Der österreichische Koordinierungsausschuss für christlich-jüdische Zusammenarbeit besucht ungarische Partnerorganisation.

Interreligiöse Begegnung in Budapest

Der österreichische Koordinierungsausschuss für christlich-jüdische Zusammenarbeit besucht ungarische Partnerorganisation.

Wien/ Budapest. Am 10. und 11. September besuchte der Vorstand des Koordinierungsausschusses für christlich-jüdische Zusammenarbeit die christlich-jüdische Gesellschaft in Budapest. Beide Organisationen sind duch ihre Mitgliedschaft im Internationalen Rat der Christen und Juden ICCJ miteinander verbunden. Im Gästehaus des Ökumenischen Rates der Kirchen kam es zu einer hochrangig besetzten Begegnung mit Vertretern der ungarischen Kultusgemeinden und Kirchen, etwa mit den reformierten Bischöfen von Debrecen und Veszprem, dem lutherischen Bischof Imre Szebik und Rabbiner József Schweitzer.

Andreas Heisler, Präsident des Verbands der Kultusgemeinden Ungarns, sieht für die jüdischen Gemeinden in Ungarn eine neue Epoche anbrechen: "Wir wir wollen jede Gelegenheit nützen, aus unseren Gettomauern heraus zu kommen und dem Land deutliche Lebenszeichen der jüdischen Religion zu zeigen." Das jüdische Sommerfestival hatte heuer 100.000 Besucherinnen und Besucher angelockt. Eine im Fernsehen übertragene gemeinsame Vorlesung eines kath. Bischofs und eines Rabbiners über Ostern und Pessach brachte hohe Einschaltquoten. "Christlich-jüdische Gesellschaften haben kein politisches Ziel", sagte Heisler, "doch sollten sie die Politik darauf aufmerksam machen, dass gegen Ausgrenzung und Verächtlichmachung des Judentums noch viel zu tun ist." Kirchen könnten dabei Lernorte der Toleranz sein, schloss Heisler.

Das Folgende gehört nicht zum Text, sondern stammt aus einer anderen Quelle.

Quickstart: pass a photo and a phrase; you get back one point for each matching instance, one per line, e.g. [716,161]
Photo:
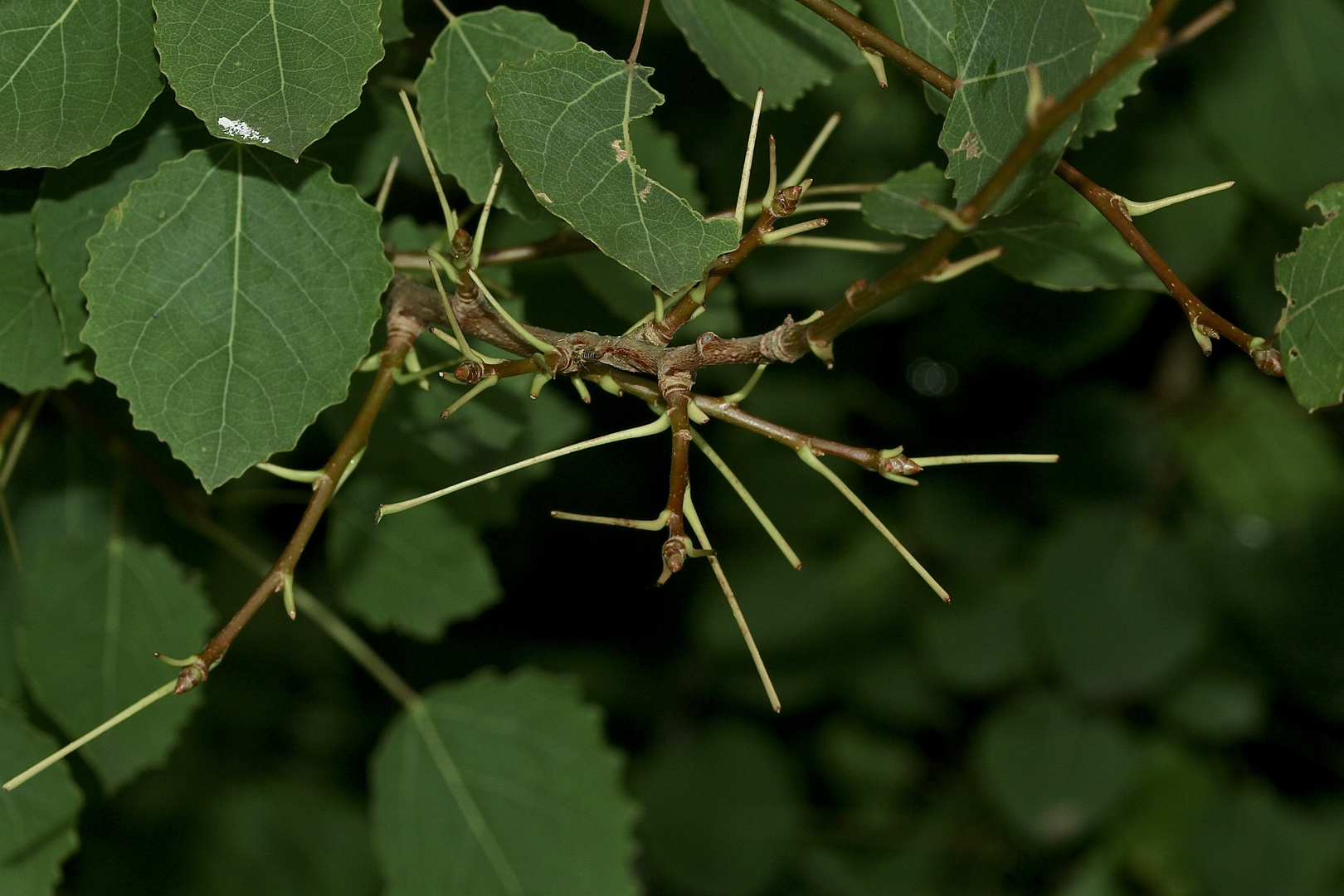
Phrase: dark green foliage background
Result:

Der katholische Fundamentaltheologe Michaly Kránitz berichtete von seiner Einladung ins Budapester Rabbinerseminar. Diese offizielle Begegnung damals war bewusst als Fortsetzung des Besuchs von Papst Johannes Paul II. in der römischen Synagoge 1986 auf lokaler Ebene gesetzt. Kránitz beendete seine Betrachtung der Schritte der römisch-katholischen Kirche seit Nostra Aetate mit einer persönlichen Interpretation: "Wir lieben unsere jüdischen Geschwister sehr und wir sollten diesen Weg gemeinsam fortsetzen."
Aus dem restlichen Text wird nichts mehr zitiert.